I bit back my thoughts and approached the farmhouse.

My knock was answered by George Lockwood. Twenty years can render dramatic changes in a face. His was little altered. Some extra gaps among the teeth, a slightly more hollow look to the cheekbones, but the left eye still had its bloodshot wedge, and the eyebrows were as dark as formerly, though the rest of his hair had whitened.

He said nothing. He assessed me. The look was steady, interested, unsurprised. He knew me. He might even have expected me.

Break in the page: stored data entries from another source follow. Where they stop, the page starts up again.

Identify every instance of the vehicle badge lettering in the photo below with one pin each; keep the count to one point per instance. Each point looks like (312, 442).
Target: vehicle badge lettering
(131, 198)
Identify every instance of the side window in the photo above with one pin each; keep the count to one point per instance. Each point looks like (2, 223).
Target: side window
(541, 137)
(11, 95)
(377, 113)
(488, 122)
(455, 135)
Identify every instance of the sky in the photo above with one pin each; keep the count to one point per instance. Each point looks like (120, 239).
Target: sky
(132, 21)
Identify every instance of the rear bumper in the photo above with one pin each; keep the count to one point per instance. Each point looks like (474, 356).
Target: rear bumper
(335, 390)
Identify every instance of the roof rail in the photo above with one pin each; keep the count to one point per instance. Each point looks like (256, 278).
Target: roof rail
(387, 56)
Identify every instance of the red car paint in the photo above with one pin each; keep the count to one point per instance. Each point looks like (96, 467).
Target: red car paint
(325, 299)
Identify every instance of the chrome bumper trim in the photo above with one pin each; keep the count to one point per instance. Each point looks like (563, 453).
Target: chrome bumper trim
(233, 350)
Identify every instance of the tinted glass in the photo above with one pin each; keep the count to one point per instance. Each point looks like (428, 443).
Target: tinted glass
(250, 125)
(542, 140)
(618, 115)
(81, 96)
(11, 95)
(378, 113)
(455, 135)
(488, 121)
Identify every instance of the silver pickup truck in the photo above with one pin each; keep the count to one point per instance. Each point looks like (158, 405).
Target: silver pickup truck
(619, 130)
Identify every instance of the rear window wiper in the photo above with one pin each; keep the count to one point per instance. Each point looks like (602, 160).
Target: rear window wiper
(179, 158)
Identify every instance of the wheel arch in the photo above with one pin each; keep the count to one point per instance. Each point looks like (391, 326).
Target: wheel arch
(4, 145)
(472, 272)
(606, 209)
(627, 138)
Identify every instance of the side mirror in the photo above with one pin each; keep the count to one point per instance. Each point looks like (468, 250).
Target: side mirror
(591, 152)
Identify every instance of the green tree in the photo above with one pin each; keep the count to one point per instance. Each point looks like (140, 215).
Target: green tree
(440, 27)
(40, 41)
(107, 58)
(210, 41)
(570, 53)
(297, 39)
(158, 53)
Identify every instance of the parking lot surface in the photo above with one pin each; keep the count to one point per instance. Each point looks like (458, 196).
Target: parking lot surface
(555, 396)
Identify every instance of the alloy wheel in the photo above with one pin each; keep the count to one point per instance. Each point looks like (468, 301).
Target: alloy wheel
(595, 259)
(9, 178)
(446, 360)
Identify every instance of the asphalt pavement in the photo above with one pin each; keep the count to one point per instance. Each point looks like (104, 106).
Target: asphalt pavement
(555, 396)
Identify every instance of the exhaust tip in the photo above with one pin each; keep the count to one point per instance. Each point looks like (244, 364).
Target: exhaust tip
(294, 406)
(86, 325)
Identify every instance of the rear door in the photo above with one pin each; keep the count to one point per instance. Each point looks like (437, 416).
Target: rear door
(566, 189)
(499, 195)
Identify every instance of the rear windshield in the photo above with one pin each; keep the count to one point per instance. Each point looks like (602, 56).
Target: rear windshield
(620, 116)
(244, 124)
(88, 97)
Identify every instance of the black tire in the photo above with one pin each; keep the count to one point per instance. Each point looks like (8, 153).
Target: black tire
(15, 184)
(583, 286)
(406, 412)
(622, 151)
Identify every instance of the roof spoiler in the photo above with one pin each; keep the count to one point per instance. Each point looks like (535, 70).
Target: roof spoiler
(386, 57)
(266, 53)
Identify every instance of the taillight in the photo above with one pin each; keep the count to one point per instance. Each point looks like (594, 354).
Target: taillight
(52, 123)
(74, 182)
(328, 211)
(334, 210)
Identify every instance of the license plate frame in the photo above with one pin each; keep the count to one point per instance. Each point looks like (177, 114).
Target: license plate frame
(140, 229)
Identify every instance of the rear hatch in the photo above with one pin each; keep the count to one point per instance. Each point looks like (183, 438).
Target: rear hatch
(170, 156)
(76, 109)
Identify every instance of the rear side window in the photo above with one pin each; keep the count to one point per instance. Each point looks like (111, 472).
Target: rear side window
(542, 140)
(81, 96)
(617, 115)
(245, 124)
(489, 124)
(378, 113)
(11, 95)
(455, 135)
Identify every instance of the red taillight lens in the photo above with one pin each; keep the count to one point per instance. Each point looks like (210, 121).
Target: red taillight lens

I explained superfluously, “I called on Sunday, hoping to see you and Mrs. Lockwood. I’m Theo Sinclair,”

He nodded. At least I was understood.

“May I come in?”

The focus of his eyes altered. He looked past me, taking in the yard.

I told him, “I’m alone this time.”

He stepped back from the door, leaving it open, and turned and shuffled along the passage.

I followed, closing the door after me.

The smell of baking wafted to me with the pungent, remembered odor of the house, the mustiness of old carpets and ancient stone. More evocative still, I heard Mrs. Lock-wood’s small, muted voice ask, “Who is it, George?” Then I entered the kitchen, and as she saw me she said, “Theo, my dear!” and opened her arms for me to embrace her.

She’d altered more than her husband, shed most of the stoutness of her middle years, and acquired a network of wrinkles that gave her a depressed look when the smile receded. Arthritis had begun to deform her finger joints. She wore her hair, now silver-white, in the same severe style, scraped back from the forehead and fastened above the neck.